Might want to verify on another server but looks like most of our requests have everything they need in that http_requests table. If a user_id is not present many times there is an associated vizql_session appears to tie it to a user_id.
So doing something like the attached query catches ~90ish percent of the queries. It's still pretty slow without adding some additional indexes.
http_requests.sql.zip 454 bytes
I've given up on associating users with all requests for the time being. The technique you outlined certainly gives me user_id values for sessions where it's been logged at least once, but the problem with my data is that I have sessions with NO user_id at all. So it doesn't give me enough non-NULL user_ids (using a LEFT join) to allow the data to be consistent enough for user analysis. I'm not sure what's going on exactly that's causing this on our server. I could get the right user_id values by parsing the remote_ip column in a self-join or subquery to the http_requests, but again, that's more complex and would hit the server more than I want to.
Still, thank you--I appreciate the help!
Hey Matthew -
If the goal of this exercise is to understand "What has been the experience of User Y with our Tableau Server's performance?", there is probably an easier and better way for you to approach same.
Trying to use http_requests and associated tables to understand the true amount of time spent rendering a viz is not a trivial exercise. If you look under the covers at "our" Performance History report you'll see that it is a very, very complex thing. You're really trying to recreate this particular wheel, and I wonder if you should even bother.
Here's what I'd suggest instead:
Simply run the Performance History report and then select "everything" on left-hand side:
Then, dump data in the "Underlying" tab after choosing "Show All Columns":
You now essentially have all the same data we use, without YOU needing to hack up some SQL yourself. Note that this raw data still isn't perfect - you can see all the NULL username values for actions we don't track identity for. The View Performance History report has ways of associating these with the correct request...So, you may see where I'm going with this....
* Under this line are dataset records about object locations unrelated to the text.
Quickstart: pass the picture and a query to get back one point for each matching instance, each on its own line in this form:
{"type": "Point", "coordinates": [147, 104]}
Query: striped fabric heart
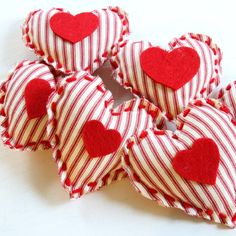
{"type": "Point", "coordinates": [130, 74]}
{"type": "Point", "coordinates": [19, 130]}
{"type": "Point", "coordinates": [80, 99]}
{"type": "Point", "coordinates": [70, 54]}
{"type": "Point", "coordinates": [149, 162]}
{"type": "Point", "coordinates": [228, 96]}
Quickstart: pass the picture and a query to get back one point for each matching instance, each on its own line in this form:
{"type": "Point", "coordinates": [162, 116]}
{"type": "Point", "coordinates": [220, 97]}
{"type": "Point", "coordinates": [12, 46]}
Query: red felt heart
{"type": "Point", "coordinates": [98, 140]}
{"type": "Point", "coordinates": [172, 69]}
{"type": "Point", "coordinates": [74, 28]}
{"type": "Point", "coordinates": [200, 163]}
{"type": "Point", "coordinates": [36, 95]}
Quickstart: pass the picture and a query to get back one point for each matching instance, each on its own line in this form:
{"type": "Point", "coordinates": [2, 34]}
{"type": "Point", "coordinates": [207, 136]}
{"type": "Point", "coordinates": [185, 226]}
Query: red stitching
{"type": "Point", "coordinates": [60, 90]}
{"type": "Point", "coordinates": [63, 167]}
{"type": "Point", "coordinates": [71, 79]}
{"type": "Point", "coordinates": [228, 87]}
{"type": "Point", "coordinates": [67, 182]}
{"type": "Point", "coordinates": [143, 134]}
{"type": "Point", "coordinates": [130, 144]}
{"type": "Point", "coordinates": [92, 184]}
{"type": "Point", "coordinates": [127, 161]}
{"type": "Point", "coordinates": [159, 132]}
{"type": "Point", "coordinates": [54, 107]}
{"type": "Point", "coordinates": [180, 126]}
{"type": "Point", "coordinates": [186, 112]}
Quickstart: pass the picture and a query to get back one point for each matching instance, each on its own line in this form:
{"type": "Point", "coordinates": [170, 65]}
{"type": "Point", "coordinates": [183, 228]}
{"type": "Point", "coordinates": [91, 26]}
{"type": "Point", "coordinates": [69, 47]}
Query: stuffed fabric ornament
{"type": "Point", "coordinates": [24, 96]}
{"type": "Point", "coordinates": [75, 42]}
{"type": "Point", "coordinates": [193, 168]}
{"type": "Point", "coordinates": [89, 133]}
{"type": "Point", "coordinates": [228, 96]}
{"type": "Point", "coordinates": [188, 68]}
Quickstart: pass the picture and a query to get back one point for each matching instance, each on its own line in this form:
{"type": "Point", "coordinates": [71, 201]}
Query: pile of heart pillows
{"type": "Point", "coordinates": [57, 103]}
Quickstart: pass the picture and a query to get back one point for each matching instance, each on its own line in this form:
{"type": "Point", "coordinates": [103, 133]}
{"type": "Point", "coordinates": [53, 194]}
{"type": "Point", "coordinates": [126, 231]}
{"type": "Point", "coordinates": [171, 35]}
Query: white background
{"type": "Point", "coordinates": [32, 202]}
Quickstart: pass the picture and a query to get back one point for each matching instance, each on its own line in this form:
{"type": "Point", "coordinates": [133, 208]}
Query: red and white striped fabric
{"type": "Point", "coordinates": [88, 54]}
{"type": "Point", "coordinates": [19, 131]}
{"type": "Point", "coordinates": [81, 98]}
{"type": "Point", "coordinates": [148, 161]}
{"type": "Point", "coordinates": [129, 73]}
{"type": "Point", "coordinates": [228, 96]}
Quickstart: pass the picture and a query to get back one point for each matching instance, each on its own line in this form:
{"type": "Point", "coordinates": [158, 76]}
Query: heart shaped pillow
{"type": "Point", "coordinates": [189, 68]}
{"type": "Point", "coordinates": [23, 97]}
{"type": "Point", "coordinates": [228, 96]}
{"type": "Point", "coordinates": [75, 42]}
{"type": "Point", "coordinates": [89, 134]}
{"type": "Point", "coordinates": [193, 168]}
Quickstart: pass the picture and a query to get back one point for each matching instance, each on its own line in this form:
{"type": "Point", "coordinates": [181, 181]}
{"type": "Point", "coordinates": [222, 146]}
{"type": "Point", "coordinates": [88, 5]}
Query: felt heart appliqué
{"type": "Point", "coordinates": [23, 106]}
{"type": "Point", "coordinates": [172, 69]}
{"type": "Point", "coordinates": [156, 163]}
{"type": "Point", "coordinates": [37, 92]}
{"type": "Point", "coordinates": [98, 141]}
{"type": "Point", "coordinates": [186, 81]}
{"type": "Point", "coordinates": [74, 43]}
{"type": "Point", "coordinates": [200, 163]}
{"type": "Point", "coordinates": [84, 125]}
{"type": "Point", "coordinates": [74, 28]}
Here is a slightly "hacked" version of the same report literally showing the report execution time for two users: Anakin Skywalker and Darth Vader:
This is just the "right hand side" of the same report over a long time period. You can still see lots of (blue) Null values, but it's pretty easy to see / understand who owns what. For example, At point #3 we see a NULL render in the (upper) "Compute View" pane. However, look at the Load View pane directly below- clear as day this is Anakin Skywalker doing something...so we can easily infer that #3 is Anakin, too.
I guess what I'm getting at is that it will be nigh impossible to get exactly what you want without expending tons and tons of effort...so why bother - use what is already there and generally "good enough" to create a solid performance baseline history on a per-user basis.